Step 4: Bridge existing tooling into the data product construct

Supply Chain Reliability Data Product Implementation

The core implementation challenge for a supply chain management data product is that data arrives from dozens of source systems (ERP, WMS, supplier portals, logistics APIs) with strict freshness requirements, where latency directly translates to cost.

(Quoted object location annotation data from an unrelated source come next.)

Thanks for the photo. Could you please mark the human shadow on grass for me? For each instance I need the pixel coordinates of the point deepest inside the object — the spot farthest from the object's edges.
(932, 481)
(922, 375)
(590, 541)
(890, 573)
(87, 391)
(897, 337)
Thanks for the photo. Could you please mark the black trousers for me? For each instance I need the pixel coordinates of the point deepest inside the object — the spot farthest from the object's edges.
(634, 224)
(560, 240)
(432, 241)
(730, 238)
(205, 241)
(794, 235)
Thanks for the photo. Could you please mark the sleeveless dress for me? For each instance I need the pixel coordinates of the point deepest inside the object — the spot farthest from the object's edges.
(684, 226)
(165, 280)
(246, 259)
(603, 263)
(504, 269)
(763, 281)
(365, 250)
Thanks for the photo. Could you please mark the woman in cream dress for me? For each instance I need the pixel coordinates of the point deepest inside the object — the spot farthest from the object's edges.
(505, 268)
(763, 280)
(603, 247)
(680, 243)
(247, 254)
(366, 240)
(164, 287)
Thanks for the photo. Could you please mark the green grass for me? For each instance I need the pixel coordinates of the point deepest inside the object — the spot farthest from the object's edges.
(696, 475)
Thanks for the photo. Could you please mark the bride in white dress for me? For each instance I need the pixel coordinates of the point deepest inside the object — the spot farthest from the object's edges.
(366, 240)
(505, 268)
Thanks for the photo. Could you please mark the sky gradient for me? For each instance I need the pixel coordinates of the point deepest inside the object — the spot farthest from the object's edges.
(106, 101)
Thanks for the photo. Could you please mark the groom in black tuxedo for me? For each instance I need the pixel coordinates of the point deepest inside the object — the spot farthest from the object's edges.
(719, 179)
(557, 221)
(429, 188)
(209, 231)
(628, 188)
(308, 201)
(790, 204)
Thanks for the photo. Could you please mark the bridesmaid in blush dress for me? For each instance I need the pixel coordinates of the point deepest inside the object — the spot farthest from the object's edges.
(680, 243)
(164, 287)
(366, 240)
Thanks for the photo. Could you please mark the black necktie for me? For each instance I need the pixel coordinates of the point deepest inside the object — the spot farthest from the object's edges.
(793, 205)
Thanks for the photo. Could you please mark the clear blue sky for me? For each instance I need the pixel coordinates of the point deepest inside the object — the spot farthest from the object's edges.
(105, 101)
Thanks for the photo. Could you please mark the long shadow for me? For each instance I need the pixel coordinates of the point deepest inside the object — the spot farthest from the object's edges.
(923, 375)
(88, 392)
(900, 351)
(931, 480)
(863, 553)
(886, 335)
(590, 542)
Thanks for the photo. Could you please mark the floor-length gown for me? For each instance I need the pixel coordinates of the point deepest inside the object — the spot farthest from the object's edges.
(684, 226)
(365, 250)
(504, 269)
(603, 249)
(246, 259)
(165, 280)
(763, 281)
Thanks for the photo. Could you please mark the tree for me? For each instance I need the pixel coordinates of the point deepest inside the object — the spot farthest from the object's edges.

Step 1: Build source-aligned products per entity before building anything consumer-facing

  • A source-aligned data product unlocks the true value of raw supply chain data by cleaning, transforming, and governing it, then making it accessible through a self-service experience, producing trusted, high-quality data that is ready for exploration, analysis, and downstream consumption.
  • Create dedicated source products for each critical entity: Orders, Inventory, Suppliers, Shipments: one per domain, governed independently.
  • Domain-aligned source products are the essential prerequisite for any consumer product to be trustworthy at scale. Supply chain is the domain where this is most consequential.

Step 2: Set SLOs that reflect operational reality, not engineering convention

  • SLOs guide architecture, operations, and observability decisions across performance, scalability, reliability, data quality dimensions (completeness, freshness, accuracy) and governance requirements.
  • Freshness SLOs for inventory data: 15-minute refresh intervals. Supplier lead-time accuracy: daily validation. Shipment status: near-real-time reconciliation. Define these before deployment, not after the first incident.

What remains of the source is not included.